UK will expel Russian defence attache over 'malign activity'

British Home Secretary James Cleverly makes a statement on the publication of the Part 1 Angiolini Inquiry report at the House of Commons in London

By Elizabeth Piper

LONDON (Reuters) -Britain will expel Russia's defence attache, remove diplomatic status from some properties and limit the length of Russian diplomatic visas in response to what interior minister James Cleverly called Moscow's "malign activity".

Britain's action was among several taken across Europe on Wednesday. Estonia summoned the head of the Russian embassy to protest the jamming of GPS signals and Poland said it had been targeted by a hacking attack from a Russia-linked group.

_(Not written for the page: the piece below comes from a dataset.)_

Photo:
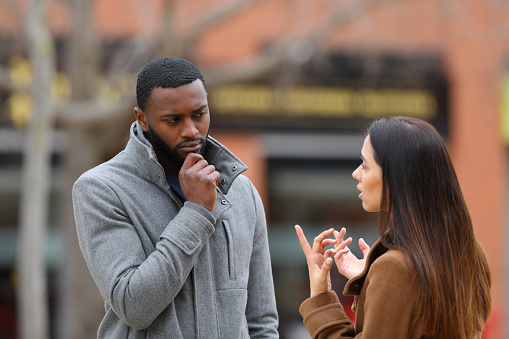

Last week, NATO members said they were "deeply concerned" about recent attacks they attributed to Russia that affected the Czech Republic, Estonia, Germany, Latvia, Lithuania, Poland and Britain, including a spy network behind an online media outlet busted by Czech investigators.

Addressing parliament on Wednesday, Cleverly said Britain was already "an extremely challenging operating environment for Russian intelligence services" but the measures would "only serve to strengthen our resilience to the Russian threat".

Britain has introduced several waves of sanctions on Russian companies and individuals since Moscow launched its full-scale invasion of Ukraine, and Cleverly said the Conservative government would not falter in its support of Kyiv.

"We will expel the Russian defence attache, who is an undeclared military intelligence officer," Cleverly said.

"We will remove diplomatic premises status from several Russian-linked properties in the UK ... We are imposing new restrictions on Russian diplomatic visas, including capping the length of time Russian diplomats can spend in the UK."

Russian foreign ministry spokeswoman Maria Zakharova said Russia would give an "appropriate response" to Britain's move.

She also accused Germany of using baseless myths about Russian hackers to escalate tensions and said Berlin's decision on Monday to recall its ambassador for consultations would lead to a further deterioration of ties.

In April, a British man was charged over alleged hostile state activity intended to benefit Russia, including by allegedly recruiting others for an arson attack on a Ukrainian-linked commercial property in London.

Cleverly said he expected Britain's latest measures would prompt "accusations of Russophobia, conspiracy theories and hysteria from the Russian government", but the British government would "not be taken for fools".

"Our response will be resolute and firm," he said. "Our message to Russia is clear, stop this illegal war, withdraw your troops from Ukraine, cease this malign activity."